The program, which is called EDGE, aims to serve students majoring in subjects such as political science, engineering and sociology, as well as anybody who is interested in applying the learning and analytical processes from their major to a business setting, said Summers McKay, the program director. It will run from July 8 to Aug. 2 and focus on business literacy, leadership and communication.
Anderson administrators created the program in response to student requests and the requests of employers looking for applicants with a broad business vocabulary, McKay said.
Undergraduate students will not be able to receive course credit for completing the program, she said.

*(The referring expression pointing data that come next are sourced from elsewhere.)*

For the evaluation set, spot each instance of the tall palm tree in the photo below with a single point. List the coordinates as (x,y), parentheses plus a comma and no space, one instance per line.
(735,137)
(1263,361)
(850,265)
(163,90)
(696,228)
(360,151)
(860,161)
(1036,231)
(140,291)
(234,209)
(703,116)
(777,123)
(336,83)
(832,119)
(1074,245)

Tuition for UCLA students and recent graduates is $6,125, and tuition for students not affiliated with UCLA is $8,750, according to the program’s website. Eight full, merit-based scholarships to the program will be offered and funded by Anderson alumnus Richard Kayne, a chairman of an alternative asset management company. The Anderson School will cover any costs of the program that are not paid for by tuition, McKay said.
Undergraduate and recently graduated students who apply to the EDGE program are not expected to be business or accounting majors, McKay said.
“The ideal candidate is somebody who is curious, has a lot of energy for hard work and isn’t 100 percent sure what career path they will take after graduation,” McKay said.
She said she thinks the program will be beneficial in the long run if students try to pursue careers that require business skills.
Similar programs are currently in place at Stanford University and Dartmouth College, and have proven to be successful, McKay said. In developing EDGE, McKay said Anderson worked closely with faculty from both schools.
Trevor Toth, a fifth-year history student, said he was skeptical about whether or not the program is worth the money.
“In this day and age, you can get anything you want from books or the internet,” Toth said. “Why would you have to go to the Anderson School of Management if you don’t get units (toward a degree)?”
Some students, such first-year undeclared student Wendy Rendon, said the program might be a good idea for students who are unsure of what career they want to pursue.
“I think it’s good for people who are interested in (business), but don’t want to major in it,” Rendon said. “It’s a good opportunity to still learn about something you’re interested in.”
Applications for the EDGE program are available on the UCLA Anderson website and are due by May 15.